Deja que el niño acomode la mochila sobre los hombros y salen de aquel rincón pestilente convertido en urinario público al aire libre.
—¿Se te ha pasado el susto de antes, Garán?
—Sí.
—¿Del todo?
—Sí.
—¿Qué prefieres…? —ya están llegando al número 43—, ¿quieres que nos vayamos a dormir ya o damos otra vuelta para jugar un poco más a escalar tuberías?
—Yo quiero seguir jugando.
—¡Muy bien, este sí que es mi chico!
La pareja continúa caminando por la calle San Francisco, atentos a ventanas y balcones, buscando nuevas oportunidades para que Garán practique la escalada. No reparan en las cámaras fijas que vigilan día y noche cada rincón del barrio, sin enterarse acaban de pasar por debajo de una, pero eso no impide que el crío vuelva a trepar hasta un primer piso. Se introduce sin dificultad en la casa, aunque también esta vez sale a la velocidad del rayo y baja mucho más rápido de lo que ha subido, saltando directamente del balcón a los brazos de su padre; y es que en esta ocasión, a falta de monstruos, ha salido a recibirle un enorme perro malhumorado. Aun así, el chaval no se acobarda e insiste en que quiere seguir jugando.

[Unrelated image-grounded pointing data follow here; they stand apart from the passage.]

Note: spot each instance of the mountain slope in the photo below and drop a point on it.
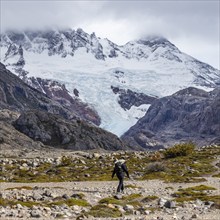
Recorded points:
(190, 114)
(18, 96)
(152, 66)
(45, 120)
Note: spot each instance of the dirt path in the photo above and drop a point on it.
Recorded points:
(96, 190)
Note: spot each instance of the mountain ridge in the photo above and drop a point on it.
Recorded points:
(84, 62)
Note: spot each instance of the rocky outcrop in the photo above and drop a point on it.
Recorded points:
(128, 98)
(10, 138)
(55, 131)
(52, 97)
(58, 92)
(18, 96)
(188, 115)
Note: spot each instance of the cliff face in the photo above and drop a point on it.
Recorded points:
(55, 131)
(190, 114)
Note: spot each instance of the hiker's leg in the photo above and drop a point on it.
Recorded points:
(120, 185)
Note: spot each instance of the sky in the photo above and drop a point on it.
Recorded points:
(192, 25)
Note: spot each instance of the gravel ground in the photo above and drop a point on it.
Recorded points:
(96, 190)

Al acercarse a la plaza del Corazón de María, divisan un coche de la Ertzaintza estacionado, por lo que giran en la bocacalle más próxima para subir hasta la calle de Las Cortes. En la zona en que se encuentran hay unos cuantos clubs de alterne baratos, aunque, a estas horas de la noche, están todos cerrados. Las únicas que no se han retirado todavía son las prostitutas africanas, que siguen esperando, en el otro extremo de la calle, la aparición de algún cliente. Están bastante apartadas, lo suficiente como para que el pequeño aún pueda realizar unas cuantas escaladas más amparado por la soledad. La noche transcurre sin más sorpresas, y cuando a Cissé Touré le parece que ya han llenado suficientemente el maletón de ruedas y la pequeña mochila de Bob Esponja, solo entonces, determina que ya es hora de acostarse.